# Why use positional encoding

If you're anything like me, while trying to implement transformers, you've read the original [attention is all you need](https://arxiv.org/abs/1706.03762) paper, [the annotated transformer](http://nlp.seas.harvard.edu/2018/04/03/attention.html), [the updated version](http://nlp.seas.harvard.edu/annotated-transformer/), [d2l.ai](https://d2l.ai/chapter_attention-mechanisms-and-transformers/transformer.html), and had to cobble them all together to get something going. This post is an attempt to make that proccess easier for people like me in a short and to-the-point style. You can think of this as a bare-bones implementation with a whole lot of documentation.

Notes:
1. this post is about *how* transformers are implemented, not *why* they're implemented the way they are.
2. This post pretty much takes you from just the basics of ML through understanding how transformers work. Feel free to skip whatever sections you're familiar with.

# Overview

The following is the transformer architecture diagram taken from the original paper.

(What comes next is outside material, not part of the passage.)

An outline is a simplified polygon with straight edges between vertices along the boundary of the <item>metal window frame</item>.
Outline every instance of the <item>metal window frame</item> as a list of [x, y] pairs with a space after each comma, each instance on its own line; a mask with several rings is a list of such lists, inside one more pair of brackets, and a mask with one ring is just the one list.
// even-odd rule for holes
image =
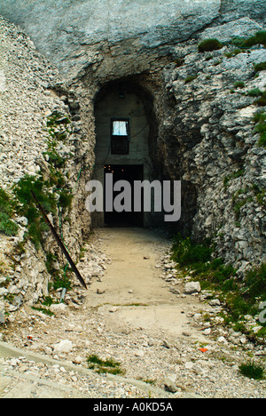
[[[128, 135], [127, 136], [116, 136], [113, 134], [113, 122], [127, 122], [127, 132]], [[112, 155], [129, 155], [129, 138], [130, 138], [130, 120], [129, 118], [124, 118], [124, 117], [112, 117], [110, 120], [110, 136], [111, 136], [111, 154]], [[113, 146], [113, 140], [114, 138], [120, 138], [120, 140], [124, 140], [124, 141], [127, 140], [127, 149], [125, 152], [117, 152], [114, 150], [114, 146]]]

We'll be referring back to it often in this post.

![image.png](./assets/tformer.png)
Transformer architecture diagram

At a high level, the transformer is an encoder-decoder model; it takes a **sequence** of **tokens** from a source (e.g. English words) and learns to translate that into a destination sequence (e.g. French words). The encoder is the left side and the decoder is the right side of the architecture diagram.

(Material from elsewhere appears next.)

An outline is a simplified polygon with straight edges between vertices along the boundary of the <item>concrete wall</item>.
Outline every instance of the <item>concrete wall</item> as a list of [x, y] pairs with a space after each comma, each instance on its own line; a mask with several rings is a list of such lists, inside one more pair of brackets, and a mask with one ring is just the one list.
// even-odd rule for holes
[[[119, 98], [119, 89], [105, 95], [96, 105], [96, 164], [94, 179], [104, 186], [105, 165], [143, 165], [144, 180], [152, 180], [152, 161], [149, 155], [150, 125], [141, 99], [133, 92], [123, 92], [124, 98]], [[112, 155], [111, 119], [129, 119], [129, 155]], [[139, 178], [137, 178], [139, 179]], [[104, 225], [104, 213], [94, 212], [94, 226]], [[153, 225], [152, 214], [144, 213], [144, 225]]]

For the rest of the post, when we refer to "tokens" or "sequences", feel free to replace them with "words" and "sentences" (or "paragraphs", "pages", "books", etc.) respectively in your head.

# Preamble

We'll be using [jax](https://jax.readthedocs.io/en/latest/index.html) and [flax](https://flax.readthedocs.io/en/latest/index.html) for this implementation.

In [1]:
import altair as alt
import numpy as np
import pandas as pd

In [2]:
vocab = []
embeddings = []

with open('/home/amniskin/code/daggerml/transformers/data/glove.6B.50d.txt', 'r') as f:
    for l in f:
        word, *vals = l.split(' ')
        vocab.append(word)
        embeddings.append(np.array([float(x) for x in vals]))
embeddings = np.stack(embeddings)
tok2id = {k: i for i, k in enumerate(vocab)}
embeddings.shape

(400000, 50)

In [3]:
sentence = 'the dog is is playing with the cat'

In [4]:
sentence_tokens = sentence.split()
token_ids = np.stack([tok2id[x] for x in sentence_tokens])
token_ids.shape

(8,)

In [5]:
embed = np.stack([embeddings[i] for i in token_ids])
embed.shape

(8, 50)

In [6]:
def softmax(x):
    return np.exp(x) / np.exp(x).sum(axis=-1, keepdims=True)

In [7]:
def dot_prod_attn(q, k, v, dropout=lambda x: x, mask=None):
    # NxD @ DxM => NxM
    # (B[, H], N, M)
    attn_scores = q @ k.swapaxes(-2, -1) / np.sqrt(q.shape[-1])
    attn_weights = softmax(attn_scores)
    # (B[, H], N, D)
    out = dropout(attn_weights) @ v
    return out, attn_weights

In [8]:
def self_attn(x, **kw):
    return dot_prod_attn(x, x, x, **kw)

In [9]:
def heatmap(matrix, query_ids, key_ids, title='attention weights'):
    idy = [str(a) + ':' + vocab[j] for a, j in enumerate(key_ids)]
    idx = [str(a) + ':' + vocab[j] for a, j in enumerate(query_ids)]
    df = (
        pd.DataFrame(
            matrix,
            index=pd.Index(idy, name='key_word'),
            columns=pd.Index(idx, name='query_word')
        )
        .stack()
        .to_frame('value')
        .reset_index()
    )
    df['key'] = df['key_word'].apply(lambda x: x.split(':')[1])
    df['query'] = df['query_word'].apply(lambda x: x.split(':')[1])
    return (
        alt.Chart(df, title=title)
        .mark_rect()
        .encode(
            x=alt.X('key_word:N'),
            y=alt.Y('query_word:N'),
            color=alt.Color('value', title='softmax').scale(scheme='greenblue'),
            tooltip=[
                'key:N',
                'query:N',
                alt.Tooltip('value', title='val', format='.02'),
            ],
        )
    )

heatmap(self_attn(embed)[-1], token_ids, token_ids)

In [10]:
def sin_pos_enc(sequence_length, embed_dim):
    X = np.expand_dims(np.arange(sequence_length), 1) / \
        np.power(10000, np.arange(embed_dim, step=2) / embed_dim)
    out = np.empty((sequence_length, embed_dim))
    out[:, 0::2] = np.sin(X)
    out[:, 1::2] = np.cos(X)
    return out

pos_enc = sin_pos_enc(*embed.shape)
pos_enc.shape

(8, 50)

In [11]:
heatmap(self_attn(pos_enc)[-1], token_ids, token_ids, title='difference in attention weights')

In [12]:
_, w1 = self_attn(embed)
_, w2 = self_attn(embed + pos_enc)

In [13]:
alt.hconcat(
    heatmap(w1, token_ids, token_ids, title='without positional encoding'),
    heatmap(w2, token_ids, token_ids, title='with positional encoding'),
)

In [14]:
heatmap(w2 - w1, token_ids, token_ids, title='difference in attention weights')

In [15]:
heatmap(w2 - w1 > 0, token_ids, token_ids, title='Difference is positive?')